平成25年度 春期 ITパスポート試験 公開問題 問55 解説 主キーと外部キー
関係データベースを使い“社員”表と“部署”表を作成して社員情報を管理する。 “社員”表と“部署”表に,必要に応じて設定する主キーと外部キーの適切な組合せはどれか。ここで,社員は必ず“部署”表に存在する部署に所属するものとし,社員データの追加や更新をするときには,参照制約を利用して整合性を確保するものとする。
- ア.
- イ. ✓ 正答
- ウ.
- エ.
解説
この問題の解き方は、表ごとに「レコードを一意に特定できる項目」を主キーに設定し、表同士の関連付けを行う項目を「外部キー」に指定することです。今回のケースでは、社員表の「社員コード」と部署表の「部署コード」を主キーとし、社員が所属する部署を指し示すために社員表の「部署コード」を外部キーに設定するのが正解です。
主キーと外部キーの役割
関係データベース(RDB)において、データの整合性と正確性を保つために非常に重要なのがキーの設定です。
主キー(Primary Key)は、表内の各レコードを重複なく特定するための識別子です。例えば、社員表であれば「社員コード」がこれに当たります。もし氏名のみをキーにすると、同姓同名の人がいた場合に区別がつかなくなってしまうため、重複しないユニークな値を持つ項目を主キーに設定します。
外部キー(Foreign Key)は、他の表の主キーを参照するために使用する項目です。この問題では、社員がどの部署に所属しているかを管理するために、社員表の中に「部署コード」という項目を用意しています。この部署コードが、部署表の主キーである「部署コード」を指し示す(参照する)ことで、データ同士のつながりが生まれます。
整合性を守る参照制約
「参照制約」とは、外部キーが常に「参照先の主キーの値として存在していること」を強制するルールのことです。問題文にある「社員は必ず部署表に存在する部署に所属するものとする」という条件を実現するために不可欠です。

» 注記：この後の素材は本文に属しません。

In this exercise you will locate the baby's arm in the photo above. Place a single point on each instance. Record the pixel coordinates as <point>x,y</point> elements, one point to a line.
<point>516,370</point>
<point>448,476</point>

例えば、部署表に存在しない「99番」という部署コードを社員表に入力しようとした場合、データベースシステムが「そんな部署は存在しません」とエラーを出し、不正なデータが登録されるのを防ぎます。これにより、データベース全体の情報の整合性が保たれる仕組みになっています。
なぜこの知識が重要なのか
この知識は、単なる試験対策にとどまらず、実際のシステム設計やデータ分析の現場でも必須となります。
私たちが普段利用しているWebサービスや業務システムも、背景ではこの「キー」を介して無数のデータが整然と関連付けられています。例えば、注文履歴から顧客情報を引き出したり、特定のカテゴリの商品一覧を表示したりする仕組みは、すべて主キーと外部キーによるリレーションシップ(関係性)に基づいて成り立っています。
データベース設計の初期段階でこれらを正しく設定することは、将来的にデータの二重登録を防いだり、集計ミスを減らしたりするための「土台作り」といえます。ITパスポートで学ぶこの概念を理解しておくと、システムがどのような論理構造で動いているのかを俯瞰して理解できるようになります。